Court Opinion

ID: 8347643
Source: CourtListenerOpinion
Date Created: 2022-10-17 23:46:30.604973+00
Date Added: 2024-06-11T16:45:46.411667
License: Public Domain

Spear, J.
The proceeding in this court being one in error to the action of the circuit court, the only question presented for the determination of this court is whether or not the circuit court erred in refusing to take jurisdiction of the cause on appeal and striking it from the docket; in other words, did the circuit court acquire jurisdiction to try and determine the controversy between the parties by reason of the attempted appeal?
At the time the appeal was taken the statute on the subject (section 525-1, Revised Statutes) prescribed that the probate court in certain counties, including 'Richland, shall have concurrent jurisdiction with the court of common pleas in certain defined proceedings, including partition, and that litigants shall have the same right of appeal and of error from the probate court to the circuit court as is allowed now by appeal- and error proceedings in similar cases from the common pleas court to the circuit court; and it was under favor of this statute that the plaintiff in error undertook to carry the cause to the circuit court. This section was amended April 20, 1904 (97 Ohio Laws, 113), which amendment provides for appeals and *188error to the common pleas instead of the circuit court, but that amendment does not affect the question before us.
The ground on which the jurisdiction of the circuit court is assailed is that the statute, as then existing, undertakes to clothe the circuit court of Richland and the other counties named in the statute with jurisdiction not conferred upon the circuit courts of the remaining counties of the state, and, in our judgment, the point is well taken.

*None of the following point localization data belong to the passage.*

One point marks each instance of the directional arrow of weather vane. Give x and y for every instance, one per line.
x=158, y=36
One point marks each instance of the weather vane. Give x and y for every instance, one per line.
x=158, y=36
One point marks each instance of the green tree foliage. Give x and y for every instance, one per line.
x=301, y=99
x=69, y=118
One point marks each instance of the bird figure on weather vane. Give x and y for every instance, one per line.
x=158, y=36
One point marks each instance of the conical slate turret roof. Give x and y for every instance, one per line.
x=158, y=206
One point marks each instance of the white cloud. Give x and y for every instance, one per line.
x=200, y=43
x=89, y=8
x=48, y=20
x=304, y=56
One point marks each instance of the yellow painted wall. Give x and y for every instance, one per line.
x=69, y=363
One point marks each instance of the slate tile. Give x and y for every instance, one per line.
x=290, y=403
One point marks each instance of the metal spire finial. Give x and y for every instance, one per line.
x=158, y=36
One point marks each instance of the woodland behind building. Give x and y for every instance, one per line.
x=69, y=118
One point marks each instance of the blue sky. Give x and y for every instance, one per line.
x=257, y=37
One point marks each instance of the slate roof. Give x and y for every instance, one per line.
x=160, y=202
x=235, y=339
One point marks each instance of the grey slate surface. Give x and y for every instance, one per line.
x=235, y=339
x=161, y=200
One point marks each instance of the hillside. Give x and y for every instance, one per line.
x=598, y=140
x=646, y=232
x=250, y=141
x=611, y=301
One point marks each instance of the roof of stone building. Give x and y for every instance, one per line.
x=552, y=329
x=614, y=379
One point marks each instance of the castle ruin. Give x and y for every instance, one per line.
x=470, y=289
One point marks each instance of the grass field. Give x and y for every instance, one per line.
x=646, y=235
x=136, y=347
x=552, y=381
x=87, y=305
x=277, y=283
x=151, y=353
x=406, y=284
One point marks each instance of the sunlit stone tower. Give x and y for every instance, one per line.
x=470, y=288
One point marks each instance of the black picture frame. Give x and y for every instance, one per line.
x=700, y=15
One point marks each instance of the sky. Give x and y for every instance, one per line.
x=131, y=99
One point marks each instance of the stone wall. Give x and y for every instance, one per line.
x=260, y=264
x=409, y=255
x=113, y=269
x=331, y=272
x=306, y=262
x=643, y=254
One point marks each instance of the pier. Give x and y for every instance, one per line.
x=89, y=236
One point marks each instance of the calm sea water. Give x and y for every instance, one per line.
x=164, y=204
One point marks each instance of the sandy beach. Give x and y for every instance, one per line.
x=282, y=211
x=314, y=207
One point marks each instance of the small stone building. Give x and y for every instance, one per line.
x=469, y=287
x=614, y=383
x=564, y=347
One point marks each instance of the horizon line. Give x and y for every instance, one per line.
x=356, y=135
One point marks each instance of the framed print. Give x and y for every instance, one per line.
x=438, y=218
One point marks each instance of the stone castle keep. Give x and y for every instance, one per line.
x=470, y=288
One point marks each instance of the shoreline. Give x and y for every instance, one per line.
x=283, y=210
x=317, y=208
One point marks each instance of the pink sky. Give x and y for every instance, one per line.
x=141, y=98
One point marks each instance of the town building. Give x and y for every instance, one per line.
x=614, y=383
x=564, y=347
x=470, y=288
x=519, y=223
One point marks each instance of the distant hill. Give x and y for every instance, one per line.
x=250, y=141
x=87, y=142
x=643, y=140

The constitutional provision applicable to the question is section 26 of Article 2, which is that “all laws of a general nature shall have a uniform operation throughout the state.” It is no longer an open question in Ohio that laws which relate to the organization and jurisdiction of the circuit court are laws of a general nature, that court being established by the constitution, which, requires its existence in every county of the state, and that at least one term in each year shall be held in each county. Those courts, therefore, exercise a most important agency in the administration of justice, and necessarily have, within the limits prescribed by law, jurisdiction over the persons and property of the entire population. It would needlessly encumber the record to cite all the cases which justify, if indeed they do not compel, this conclusion, but attention may be called to Kelley v. The State, 6 Ohio St., 269, the principle of which applies to the case at bar.
The circuit court did not err in dismissing the áppeal, and its judgment will be

Affirmed.

Shauck, C. J., Price, Crew, Summers .and Davis, JJ., concur.